Dr. Hannan said the results from this study support the notion of evaluating the combined use of radiation therapy and G-CSF in preclinical and clinical settings. He said a long-term goal is to eliminate the sporadic nature of the abscopal effect of radiation therapy and dependably induce the response in all possible cases.

The researchers examined the early immunological effects of radiation therapy in the tumor microenvironment using several syngeneic mouse tumor models. They found that radiation therapy induced sterile inflammation with a rapid and transient infiltration of CD11b+Gr-1high+ neutrophils into the tumors. RT-Ns showed an increased production of reactive oxygen species and induced apoptosis of tumor cells, according to the report.  

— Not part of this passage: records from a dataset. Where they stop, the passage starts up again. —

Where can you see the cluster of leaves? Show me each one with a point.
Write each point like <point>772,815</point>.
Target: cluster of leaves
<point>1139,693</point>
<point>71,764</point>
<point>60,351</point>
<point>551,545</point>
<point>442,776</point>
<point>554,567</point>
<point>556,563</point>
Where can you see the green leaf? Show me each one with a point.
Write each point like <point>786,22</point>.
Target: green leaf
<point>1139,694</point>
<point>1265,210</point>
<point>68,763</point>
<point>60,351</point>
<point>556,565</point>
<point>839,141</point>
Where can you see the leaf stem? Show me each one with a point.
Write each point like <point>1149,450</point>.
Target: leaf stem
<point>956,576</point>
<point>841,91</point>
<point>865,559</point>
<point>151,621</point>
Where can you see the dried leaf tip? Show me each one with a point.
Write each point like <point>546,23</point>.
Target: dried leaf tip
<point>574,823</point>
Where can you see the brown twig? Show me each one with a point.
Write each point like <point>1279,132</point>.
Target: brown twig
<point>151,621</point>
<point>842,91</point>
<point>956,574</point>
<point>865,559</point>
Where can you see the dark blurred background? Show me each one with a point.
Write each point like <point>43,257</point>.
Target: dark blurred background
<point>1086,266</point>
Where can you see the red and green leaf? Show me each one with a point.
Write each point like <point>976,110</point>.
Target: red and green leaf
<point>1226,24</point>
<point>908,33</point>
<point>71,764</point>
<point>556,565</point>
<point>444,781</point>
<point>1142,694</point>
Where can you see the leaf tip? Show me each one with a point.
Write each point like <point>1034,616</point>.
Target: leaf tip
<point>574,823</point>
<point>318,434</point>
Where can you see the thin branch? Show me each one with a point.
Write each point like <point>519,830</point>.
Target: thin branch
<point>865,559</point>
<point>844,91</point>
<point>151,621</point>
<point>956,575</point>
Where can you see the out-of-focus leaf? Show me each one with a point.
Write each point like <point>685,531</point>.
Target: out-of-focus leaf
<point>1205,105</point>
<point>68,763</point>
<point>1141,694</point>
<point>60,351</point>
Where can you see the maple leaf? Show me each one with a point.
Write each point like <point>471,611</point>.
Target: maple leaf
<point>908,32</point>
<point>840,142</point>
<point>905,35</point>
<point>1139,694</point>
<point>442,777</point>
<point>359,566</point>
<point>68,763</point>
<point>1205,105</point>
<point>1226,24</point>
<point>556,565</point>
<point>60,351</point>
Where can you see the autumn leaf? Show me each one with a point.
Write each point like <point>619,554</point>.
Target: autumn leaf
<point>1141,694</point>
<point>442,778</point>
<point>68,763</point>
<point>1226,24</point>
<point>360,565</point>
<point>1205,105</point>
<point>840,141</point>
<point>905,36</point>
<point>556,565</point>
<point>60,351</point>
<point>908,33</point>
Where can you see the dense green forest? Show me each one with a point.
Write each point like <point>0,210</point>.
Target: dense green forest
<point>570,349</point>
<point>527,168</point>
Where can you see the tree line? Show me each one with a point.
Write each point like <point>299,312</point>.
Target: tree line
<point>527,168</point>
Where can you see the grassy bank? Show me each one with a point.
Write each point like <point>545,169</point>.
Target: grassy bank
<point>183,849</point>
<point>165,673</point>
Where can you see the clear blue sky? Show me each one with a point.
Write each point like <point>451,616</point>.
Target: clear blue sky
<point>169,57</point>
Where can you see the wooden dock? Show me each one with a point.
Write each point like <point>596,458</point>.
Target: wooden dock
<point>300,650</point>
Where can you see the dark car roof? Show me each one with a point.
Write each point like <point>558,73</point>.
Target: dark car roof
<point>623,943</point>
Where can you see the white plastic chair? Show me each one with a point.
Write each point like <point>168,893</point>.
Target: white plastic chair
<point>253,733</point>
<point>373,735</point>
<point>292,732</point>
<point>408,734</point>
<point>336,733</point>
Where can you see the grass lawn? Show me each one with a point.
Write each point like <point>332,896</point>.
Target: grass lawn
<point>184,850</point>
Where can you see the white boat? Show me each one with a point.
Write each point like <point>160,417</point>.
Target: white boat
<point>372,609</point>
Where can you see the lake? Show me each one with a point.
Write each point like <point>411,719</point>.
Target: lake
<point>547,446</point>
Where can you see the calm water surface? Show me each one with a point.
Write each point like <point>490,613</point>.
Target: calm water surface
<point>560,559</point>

In the absence of radiotherapy, cancer cells transform neutrophils into tumor-associated neutrophils (TANs) to help promote cancer cell growth. Radiation therapy, in addition to destroying TANs, recruits new neutrophils into the tumor. The radiation-induced neutrophils RT-Ns attack the tumor cells by producing molecules that damage them. The study further demonstrated how RT-Ns are also key players in generating a downstream tumor-specific, T-cell-mediated antitumor immune response. 

Lead author Tsuguhide Takeshima, PhD, who is an Instructor in Radiation Oncology at UT Southwestern, said this is the first study to identify RT-Ns and to demonstrate their antitumor activity via both innate and adaptive immune responses. The researchers hope these finding are easily translatable to the clinic since G-CSF already is routinely used to treat neutropenia.